5. They have fewer attachments to let go of.
When most people think about death, they feel fear about losing things that are important to them. For those who have children, the fear of losing the people they care about the most — namely, not being able to see them and spend time with them on a regular basis — fills them with despair and dread.
Those who don’t have children don’t experience this quite as much. They may have friends and partners whom they love dearly, but as they get older and lose those closest to them, those attachments become fewer. That makes “letting go” a lot easier as age progresses.
6. They may have more fears about being forgotten.
In contrast to those who have fewer attachments because they don’t have children, others may be terrified of being forgotten because there aren’t many people close to them who will remember them once they’re gone. Sure, they may be remembered fondly by some of their friends, but those friends will die eventually, too.
A lot of people tell stories about their great-great-grandparents, but few share tales about their grandparents’ cool friends or neighbors. Some people who fall into this category write autobiographies so others will remember who they were, or do things like pay for a star or a plant cultivar to be named after them. Then at least their names will be remembered for generations to come.
7. They have no anxiety about their children dying before them.
It’s a difficult truth that nobody knows how much time they have left here, and many parents end up outliving their own children. This is a devastating thing for a parent to experience, and many never get over that kind of traumatic loss.
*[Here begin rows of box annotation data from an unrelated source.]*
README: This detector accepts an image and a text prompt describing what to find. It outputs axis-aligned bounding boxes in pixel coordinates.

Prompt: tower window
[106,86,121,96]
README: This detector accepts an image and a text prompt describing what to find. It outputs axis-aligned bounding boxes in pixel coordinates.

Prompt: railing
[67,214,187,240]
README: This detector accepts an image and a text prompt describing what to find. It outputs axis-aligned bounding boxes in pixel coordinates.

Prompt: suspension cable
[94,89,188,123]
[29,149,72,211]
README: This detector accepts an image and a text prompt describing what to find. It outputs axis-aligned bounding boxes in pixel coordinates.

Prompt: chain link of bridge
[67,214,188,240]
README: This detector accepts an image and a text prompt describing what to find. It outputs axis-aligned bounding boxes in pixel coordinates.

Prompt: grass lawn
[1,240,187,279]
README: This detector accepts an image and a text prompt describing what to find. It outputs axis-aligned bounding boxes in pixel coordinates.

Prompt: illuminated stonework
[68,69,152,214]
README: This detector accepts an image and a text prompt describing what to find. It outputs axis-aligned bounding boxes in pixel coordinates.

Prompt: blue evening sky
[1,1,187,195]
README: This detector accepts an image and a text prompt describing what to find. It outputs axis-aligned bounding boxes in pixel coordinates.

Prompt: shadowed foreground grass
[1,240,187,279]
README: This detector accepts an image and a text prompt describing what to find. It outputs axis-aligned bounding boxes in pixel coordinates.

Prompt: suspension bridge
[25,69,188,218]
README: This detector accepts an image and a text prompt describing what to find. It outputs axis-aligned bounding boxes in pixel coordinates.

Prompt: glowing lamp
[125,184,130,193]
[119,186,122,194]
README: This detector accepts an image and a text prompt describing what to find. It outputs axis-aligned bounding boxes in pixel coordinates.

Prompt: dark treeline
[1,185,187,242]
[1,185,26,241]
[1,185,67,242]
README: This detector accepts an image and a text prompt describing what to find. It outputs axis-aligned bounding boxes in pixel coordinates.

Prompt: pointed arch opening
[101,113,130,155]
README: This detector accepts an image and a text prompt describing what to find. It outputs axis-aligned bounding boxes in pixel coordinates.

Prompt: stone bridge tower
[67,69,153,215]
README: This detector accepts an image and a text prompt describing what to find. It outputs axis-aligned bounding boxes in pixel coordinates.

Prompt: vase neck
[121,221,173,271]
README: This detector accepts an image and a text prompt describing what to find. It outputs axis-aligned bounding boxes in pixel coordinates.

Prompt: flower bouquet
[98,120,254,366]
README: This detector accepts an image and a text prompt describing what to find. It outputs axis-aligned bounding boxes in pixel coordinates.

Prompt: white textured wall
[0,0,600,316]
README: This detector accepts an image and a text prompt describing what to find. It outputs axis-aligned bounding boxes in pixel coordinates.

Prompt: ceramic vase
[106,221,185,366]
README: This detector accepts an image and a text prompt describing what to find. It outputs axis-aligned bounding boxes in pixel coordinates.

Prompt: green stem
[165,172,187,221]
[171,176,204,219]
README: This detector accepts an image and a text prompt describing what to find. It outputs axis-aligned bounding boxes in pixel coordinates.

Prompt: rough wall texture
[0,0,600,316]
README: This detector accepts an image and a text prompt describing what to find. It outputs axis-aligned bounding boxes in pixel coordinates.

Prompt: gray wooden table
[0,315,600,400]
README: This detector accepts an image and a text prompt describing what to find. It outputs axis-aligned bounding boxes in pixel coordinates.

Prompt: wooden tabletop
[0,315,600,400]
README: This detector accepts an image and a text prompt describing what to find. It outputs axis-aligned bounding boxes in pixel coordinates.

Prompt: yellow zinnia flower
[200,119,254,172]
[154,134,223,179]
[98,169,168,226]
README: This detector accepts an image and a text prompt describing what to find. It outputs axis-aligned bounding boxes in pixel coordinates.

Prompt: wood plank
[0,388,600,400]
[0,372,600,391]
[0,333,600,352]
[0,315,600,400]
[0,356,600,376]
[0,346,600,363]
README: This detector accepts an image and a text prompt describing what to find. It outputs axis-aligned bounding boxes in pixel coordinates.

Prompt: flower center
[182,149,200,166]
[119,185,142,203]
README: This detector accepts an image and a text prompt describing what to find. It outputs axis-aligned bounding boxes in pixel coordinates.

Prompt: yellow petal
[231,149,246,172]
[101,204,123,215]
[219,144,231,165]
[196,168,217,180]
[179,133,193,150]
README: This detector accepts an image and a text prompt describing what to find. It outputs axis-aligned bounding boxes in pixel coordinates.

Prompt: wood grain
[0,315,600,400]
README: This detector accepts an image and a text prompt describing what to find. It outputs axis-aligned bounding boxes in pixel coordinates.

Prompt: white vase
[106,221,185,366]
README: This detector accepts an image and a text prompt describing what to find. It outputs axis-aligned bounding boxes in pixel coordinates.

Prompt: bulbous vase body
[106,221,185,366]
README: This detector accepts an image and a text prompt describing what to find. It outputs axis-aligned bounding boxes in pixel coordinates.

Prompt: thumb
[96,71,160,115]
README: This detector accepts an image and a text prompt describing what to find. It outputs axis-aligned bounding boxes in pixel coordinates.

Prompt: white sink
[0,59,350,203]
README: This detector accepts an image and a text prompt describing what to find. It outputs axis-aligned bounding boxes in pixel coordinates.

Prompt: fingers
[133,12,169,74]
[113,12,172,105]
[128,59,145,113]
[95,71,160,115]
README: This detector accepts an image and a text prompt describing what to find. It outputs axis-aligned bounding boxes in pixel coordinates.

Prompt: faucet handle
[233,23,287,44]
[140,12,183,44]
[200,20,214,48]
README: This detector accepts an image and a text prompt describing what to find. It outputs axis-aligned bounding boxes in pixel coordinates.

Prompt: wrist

Those who don’t have children aren’t wracked with worry about their adult children whenever something potentially bad happens in their vicinity. Those with kids often express that their worst fear is the possibility of their child/ren dying before they do. Non-parents may worry about their spouse going first, or how much it’ll hurt if their friends pass unexpectedly, but the fear of losing their kids isn’t perpetually percolating in their subconscious.
8. They may worry more about potentially dying alone.
Many of us have sat with relatives as they shifted into active dying: holding their hands, singing to them, telling them stories, and so on. Those who have done so often envision their own deaths similarly, namely with their children and grandchildren keeping vigil as they pass.
As such, some people who chose not to have kids (or were never able to do so) are afraid of dying alone, since they don’t have these types of relationships to lean upon. Some ask friends or extended family members to be with them when they pass, but those who don’t have close relationships are often quite nervous as their time approaches.
It’s important to note here that many hospices and hospitals worldwide have “No One Dies Alone” (NODA) programs, in which dedicated volunteers spend time with those who are dying if they don’t have close family members or friends to sit with them. Many spiritual organizations also offer similar services. Depending on the individual’s denomination, they may have spiritual leaders, laypeople, or even thanadoulas (death midwives) who will remain by their sides as they transition.
Final thoughts…
The perspectives here aren’t necessarily shared by all the people without children. Every individual is different, and there are as many views about death as there are individual human beings on the face of the Earth.
Talking about death used to be seen as taboo, but thanks to more open dialogue and meetups like “death cafes,” people are getting much more comfortable discussing how they feel about their mortality. If it’s a topic that you feel is important for you to discuss with those close to you, definitely make a point of doing so.